Western blot analysis. Differentiated ADSCs were lysed in a 50 mM Tris-HCL, pH 7.4, 150 mM NaCl, 1% Triton X-100, 0.1% SDS, 0.5% sodium deoxycholate, 2 mM EDTA, 50 mM sodium fluoride solution supplemented with Halt Protease & Phosphatase Inhibitor Cocktail (1861281; Thermo Fisher Scientific). Protein was subsequently isolated from miR-1⁺ Epi^– and miR-1^– Epi^– through centrifugation at 15,000g for 15 minutes at 4°C, and protein concentration was determined using Coomassie Plus Protein Assay Reagent (1856210; Thermo Fisher Scientific). For quantification of protein abundance, 20 μg of protein was loaded, resolved on a 4–15% acrylamide gel (Bio-Rad TGX Stain-Free; Bio-Rad), and transferred to a PVDF membrane. The membrane was blocked with 5% BSA in 0.1% Tween Tris-buffered saline (TBS-T) for 1 hour at room temperature, followed by a 1.5-hour incubation at room temperature with primary antibodies against ATGL (PA5-110189; Thermo Fisher Scientific), p-HSL (45804S, Ser660; Cell Signaling), CGI-58 (Ab183739; Abcam), and TSC1 (6935S; Cell Signaling) at a 1:1,000 dilution in 5% BSA. After primary antibody incubation, membranes were washed with TBS-T and incubated with appropriate goat anti-rabbit secondary antibodies (Thermo Fisher Scientific; 31460) at 1:10,000 dilution for 1 hour at room temperature in 5% BSA. Blots were developed using enhanced chemiluminescence (Clarity Western ECL Substrate, Bio-Rad) and imaged on a Chemidoc imaging system (Bio-Rad).

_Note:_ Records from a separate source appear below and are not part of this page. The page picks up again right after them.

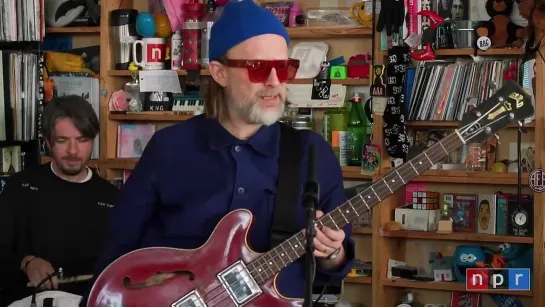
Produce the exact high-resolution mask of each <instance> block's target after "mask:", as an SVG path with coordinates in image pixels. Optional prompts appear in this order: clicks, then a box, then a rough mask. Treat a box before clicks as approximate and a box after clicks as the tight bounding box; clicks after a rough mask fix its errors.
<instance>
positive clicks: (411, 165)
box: [409, 161, 420, 175]
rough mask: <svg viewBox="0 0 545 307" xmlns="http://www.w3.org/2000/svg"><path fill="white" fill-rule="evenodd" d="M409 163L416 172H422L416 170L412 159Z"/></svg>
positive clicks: (418, 172) (418, 174)
mask: <svg viewBox="0 0 545 307" xmlns="http://www.w3.org/2000/svg"><path fill="white" fill-rule="evenodd" d="M409 164H410V165H411V167H412V168H413V169H414V171H415V173H416V174H417V175H420V173H419V172H418V171H417V170H416V168H415V167H414V165H413V163H412V162H411V161H409Z"/></svg>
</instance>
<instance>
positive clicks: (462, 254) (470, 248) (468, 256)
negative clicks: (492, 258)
mask: <svg viewBox="0 0 545 307" xmlns="http://www.w3.org/2000/svg"><path fill="white" fill-rule="evenodd" d="M493 254H494V253H493V252H492V251H491V250H490V249H488V248H486V247H481V246H479V245H460V246H458V247H456V250H455V251H454V256H453V259H452V270H453V271H454V276H456V280H457V281H458V282H463V283H465V282H466V269H468V268H477V267H479V266H480V265H481V264H483V263H487V259H488V258H489V257H492V255H493Z"/></svg>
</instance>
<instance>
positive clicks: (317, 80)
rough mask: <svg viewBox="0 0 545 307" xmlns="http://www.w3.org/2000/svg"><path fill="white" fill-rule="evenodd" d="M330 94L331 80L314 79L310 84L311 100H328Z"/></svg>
mask: <svg viewBox="0 0 545 307" xmlns="http://www.w3.org/2000/svg"><path fill="white" fill-rule="evenodd" d="M330 92H331V80H330V79H325V80H318V79H314V80H313V83H312V96H311V99H315V100H329V94H330Z"/></svg>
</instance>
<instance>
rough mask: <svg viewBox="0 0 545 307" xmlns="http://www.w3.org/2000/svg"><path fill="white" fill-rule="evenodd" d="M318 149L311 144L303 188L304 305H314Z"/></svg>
mask: <svg viewBox="0 0 545 307" xmlns="http://www.w3.org/2000/svg"><path fill="white" fill-rule="evenodd" d="M315 160H316V151H315V148H314V145H310V148H309V153H308V170H307V171H308V176H307V181H306V182H305V185H304V188H303V207H304V208H305V213H306V221H307V222H306V233H305V234H306V238H305V240H306V265H305V282H306V283H307V285H306V288H305V289H306V290H305V300H304V304H303V306H305V307H311V306H312V290H313V287H312V286H313V284H314V275H315V270H316V259H315V258H314V237H315V236H316V229H315V224H316V206H317V205H318V202H319V200H320V185H319V184H318V182H317V181H316V178H315V177H316V171H315V170H316V169H315V168H316V161H315Z"/></svg>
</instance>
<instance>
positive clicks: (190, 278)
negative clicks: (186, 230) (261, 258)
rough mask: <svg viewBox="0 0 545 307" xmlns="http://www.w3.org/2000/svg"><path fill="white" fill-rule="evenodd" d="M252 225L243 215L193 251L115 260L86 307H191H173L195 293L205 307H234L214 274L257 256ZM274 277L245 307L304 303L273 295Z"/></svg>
mask: <svg viewBox="0 0 545 307" xmlns="http://www.w3.org/2000/svg"><path fill="white" fill-rule="evenodd" d="M252 219H253V217H252V214H251V213H250V211H247V210H235V211H233V212H231V213H229V214H228V215H226V216H225V217H224V218H223V219H222V220H221V221H220V222H219V223H218V225H217V226H216V228H215V230H214V232H213V233H212V235H211V236H210V238H209V239H208V241H207V242H206V243H205V244H204V245H203V246H201V247H200V248H197V249H194V250H183V249H177V248H165V247H157V248H155V247H152V248H144V249H139V250H136V251H133V252H130V253H128V254H126V255H124V256H122V257H120V258H118V259H117V260H115V261H114V262H112V263H111V264H110V265H109V266H108V267H107V268H106V269H105V270H104V271H103V272H102V273H101V274H100V275H99V276H98V278H97V280H96V281H95V283H94V285H93V288H92V289H91V292H90V294H89V298H88V303H87V306H88V307H113V306H129V307H139V306H142V307H144V306H153V307H163V306H164V307H167V306H192V305H182V304H181V302H179V303H178V305H177V304H175V303H176V302H177V301H179V300H180V299H182V298H183V297H184V296H186V294H188V293H190V292H192V291H193V290H197V291H198V293H199V295H200V297H201V299H202V300H203V301H204V302H205V304H206V305H205V306H221V307H223V306H236V304H235V302H234V301H233V300H232V299H231V298H230V296H229V293H228V292H226V291H225V288H224V287H223V286H222V285H221V283H220V280H219V278H218V276H217V274H218V273H219V272H222V271H224V270H225V269H226V268H228V267H229V266H231V265H232V264H233V263H235V262H237V261H238V260H240V259H242V260H243V262H244V263H249V262H251V261H252V260H255V259H256V258H257V257H259V256H260V255H261V254H259V253H255V252H253V251H252V250H251V249H250V248H249V247H248V245H247V242H246V238H247V235H248V231H249V229H250V226H251V224H252ZM276 276H277V275H275V277H274V278H271V279H268V280H267V281H265V282H264V283H263V284H261V285H260V288H261V290H262V293H261V294H259V295H258V296H256V297H255V298H254V299H253V300H251V301H249V302H247V303H246V306H271V307H272V306H286V307H287V306H302V300H295V299H288V298H284V297H282V296H281V295H280V294H279V293H278V292H277V290H276V286H275V279H276ZM197 306H198V305H197Z"/></svg>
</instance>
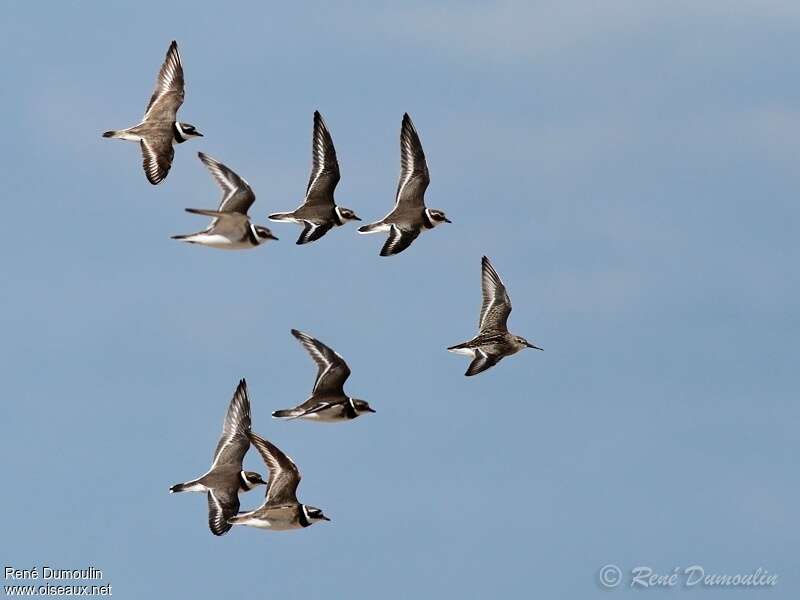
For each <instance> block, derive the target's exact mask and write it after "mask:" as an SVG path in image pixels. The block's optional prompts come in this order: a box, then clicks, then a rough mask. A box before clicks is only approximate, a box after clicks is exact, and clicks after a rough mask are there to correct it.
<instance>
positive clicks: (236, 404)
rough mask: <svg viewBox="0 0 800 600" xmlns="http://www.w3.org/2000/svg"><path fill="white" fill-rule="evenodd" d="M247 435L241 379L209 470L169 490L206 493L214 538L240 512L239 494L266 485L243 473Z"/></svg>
mask: <svg viewBox="0 0 800 600" xmlns="http://www.w3.org/2000/svg"><path fill="white" fill-rule="evenodd" d="M249 434H250V400H249V399H248V398H247V383H246V382H245V380H244V379H242V380H241V381H240V382H239V386H238V387H237V388H236V393H235V394H234V395H233V399H232V400H231V403H230V406H229V407H228V412H227V413H226V415H225V421H224V422H223V424H222V437H220V439H219V442H218V443H217V449H216V450H215V451H214V462H213V463H211V468H210V469H209V470H208V472H207V473H206V474H205V475H202V476H200V477H198V478H197V479H193V480H192V481H187V482H186V483H177V484H175V485H173V486H172V487H171V488H169V493H170V494H172V493H175V492H207V493H208V526H209V528H210V529H211V533H213V534H214V535H222V534H223V533H225V532H227V531H228V530H229V529H230V528H231V525H230V523H228V519H230V518H231V517H233V516H234V515H236V513H237V512H238V511H239V492H240V491H244V492H246V491H249V490H252V489H253V488H254V487H256V486H257V485H264V484H266V482H265V481H264V480H263V479H262V478H261V475H259V474H258V473H254V472H253V471H243V470H242V460H243V459H244V455H245V454H246V453H247V449H248V448H249V447H250V439H249V438H248V435H249Z"/></svg>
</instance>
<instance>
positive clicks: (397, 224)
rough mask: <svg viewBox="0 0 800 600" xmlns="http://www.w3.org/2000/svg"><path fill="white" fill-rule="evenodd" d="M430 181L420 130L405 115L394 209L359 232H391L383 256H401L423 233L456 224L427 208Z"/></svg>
mask: <svg viewBox="0 0 800 600" xmlns="http://www.w3.org/2000/svg"><path fill="white" fill-rule="evenodd" d="M430 182H431V178H430V175H429V173H428V165H427V164H426V162H425V153H424V152H423V151H422V144H421V143H420V141H419V136H418V135H417V130H416V129H414V124H413V123H412V122H411V117H409V116H408V113H405V114H404V115H403V125H402V127H401V129H400V181H399V183H398V184H397V195H396V197H395V201H394V208H393V209H392V212H390V213H389V214H388V215H386V216H385V217H384V218H383V219H381V220H380V221H377V222H375V223H371V224H369V225H364V226H363V227H359V228H358V232H359V233H378V232H381V231H388V232H389V237H388V238H387V240H386V243H385V244H384V245H383V248H382V249H381V256H391V255H392V254H398V253H400V252H402V251H403V250H405V249H406V248H408V247H409V246H410V245H411V242H413V241H414V240H415V239H417V237H418V236H419V234H420V233H421V232H422V231H424V230H426V229H433V228H434V227H436V226H437V225H441V224H442V223H451V222H452V221H450V219H448V218H447V217H446V216H445V214H444V213H443V212H442V211H441V210H437V209H435V208H426V206H425V190H426V189H427V187H428V184H429V183H430Z"/></svg>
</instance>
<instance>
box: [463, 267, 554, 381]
mask: <svg viewBox="0 0 800 600" xmlns="http://www.w3.org/2000/svg"><path fill="white" fill-rule="evenodd" d="M481 291H482V293H483V304H482V305H481V315H480V319H479V321H478V329H479V331H478V335H476V336H475V337H474V338H472V339H471V340H469V341H468V342H464V343H463V344H458V345H456V346H450V347H449V348H448V350H449V351H450V352H455V353H457V354H466V355H467V356H470V357H472V359H473V360H472V362H471V363H470V365H469V368H468V369H467V372H466V373H464V375H466V376H467V377H469V376H471V375H477V374H478V373H482V372H483V371H485V370H486V369H489V368H491V367H493V366H495V365H496V364H497V363H499V362H500V361H501V360H502V359H503V358H505V357H506V356H511V355H512V354H516V353H517V352H519V351H520V350H522V349H523V348H535V349H536V350H542V348H539V347H538V346H534V345H533V344H531V343H530V342H529V341H528V340H526V339H525V338H524V337H522V336H519V335H514V334H513V333H510V332H509V331H508V325H507V322H508V315H509V314H511V299H510V298H509V297H508V292H507V291H506V286H505V285H503V282H502V280H501V279H500V276H499V275H498V274H497V271H495V270H494V267H493V266H492V263H491V262H489V259H488V258H486V257H485V256H484V257H483V259H482V260H481Z"/></svg>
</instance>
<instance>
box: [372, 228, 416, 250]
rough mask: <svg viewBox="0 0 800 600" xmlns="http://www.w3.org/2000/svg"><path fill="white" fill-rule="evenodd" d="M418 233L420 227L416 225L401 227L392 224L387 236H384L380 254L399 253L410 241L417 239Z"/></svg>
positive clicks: (410, 242) (409, 242)
mask: <svg viewBox="0 0 800 600" xmlns="http://www.w3.org/2000/svg"><path fill="white" fill-rule="evenodd" d="M419 233H420V229H419V228H418V227H417V228H414V229H401V228H400V227H398V226H397V225H392V226H391V227H390V229H389V237H387V238H386V243H385V244H384V245H383V248H381V256H391V255H392V254H400V253H401V252H402V251H403V250H405V249H406V248H408V247H409V246H410V245H411V242H413V241H414V240H415V239H417V237H418V236H419Z"/></svg>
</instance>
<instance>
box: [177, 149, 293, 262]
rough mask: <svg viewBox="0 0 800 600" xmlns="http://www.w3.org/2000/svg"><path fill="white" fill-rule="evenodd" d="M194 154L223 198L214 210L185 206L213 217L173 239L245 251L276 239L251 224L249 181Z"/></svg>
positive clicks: (251, 195)
mask: <svg viewBox="0 0 800 600" xmlns="http://www.w3.org/2000/svg"><path fill="white" fill-rule="evenodd" d="M197 155H198V156H199V157H200V160H201V161H203V164H204V165H205V166H206V167H208V170H209V171H210V172H211V175H212V176H213V177H214V180H215V181H216V182H217V184H219V187H220V188H222V200H221V201H220V203H219V207H217V210H206V209H202V208H187V209H186V212H189V213H192V214H195V215H205V216H207V217H213V220H212V221H211V224H210V225H209V226H208V227H206V228H205V229H204V230H203V231H198V232H197V233H190V234H187V235H174V236H172V239H173V240H180V241H182V242H188V243H190V244H200V245H202V246H210V247H212V248H220V249H222V250H244V249H248V248H255V247H256V246H260V245H261V244H263V243H265V242H266V241H268V240H277V239H278V238H277V237H275V236H274V235H273V234H272V232H271V231H270V230H269V229H268V228H267V227H263V226H261V225H253V224H252V223H251V222H250V217H248V216H247V211H248V210H250V207H251V206H252V205H253V202H255V201H256V195H255V194H254V193H253V190H252V188H251V187H250V184H249V183H247V181H245V180H244V179H243V178H241V177H239V176H238V175H237V174H236V173H234V172H233V171H232V170H231V169H229V168H228V167H226V166H225V165H223V164H222V163H221V162H219V161H217V160H215V159H213V158H211V157H210V156H208V155H207V154H203V153H202V152H198V153H197Z"/></svg>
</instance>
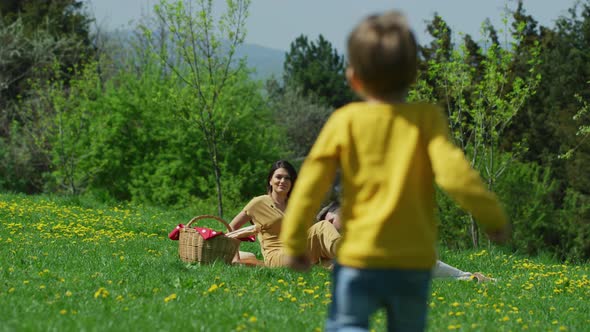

Statistics. Single-sample Wilcoxon 1-tailed t tests were used to compare BL and post-exercise miRNA and gene expression levels in skeletal muscle and adipose tissue. Serum miR-1 levels were compared with baseline using a 1-way ANOVA with Dunnett corrections for multiple comparisons; outliers were removed using the ROUT method (Q = 5%). Changes in EV characteristics (proportion, size, and count) from baseline to T-30 were evaluated using mixed-effects analyses with Šidák’s corrections for multiple comparisons. EV count alterations following exercise were also compared, accounting for sex and BF% using 3-way ANOVAs with Šidák’s corrections for multiple comparisons. Stepwise linear regressions were used to identify variables capable of predicting changes in adipose miR-1 with R (R version 4.2.2). Unpaired, 1-tailed Mann-Whitney tests were used to compare differences in gene expression between high and low miR-1 responders. 1-tailed Welch’s unpaired t tests were used to compare gene expression between scrambled and miR-1 treated cells with Holm-Šidák corrections for multiple comparisons as needed. 2-way ANOVAs with Tukey’s corrections for multiple comparisons were used to compare glycerol, NEFA, and protein levels between scrambled and miR-1 treated cells. All statistical analyses were performed using GraphPad Prism version 10.0.3 for Windows (GraphPad Software) unless otherwise noted. A P value less than 0.05 was considered significant.

Study approval. This study was conducted in accordance with the Declaration of Helsinki and approved by the Institutional Review Board at the University of Kentucky (IRB #43910). Participants received oral and written information before written consent was obtained.

Data availability. RNA-Seq datasets are available through Gene Expression Omnibus (GSE262576). Values for all data points in graphs are reported in the Supporting Data Values file.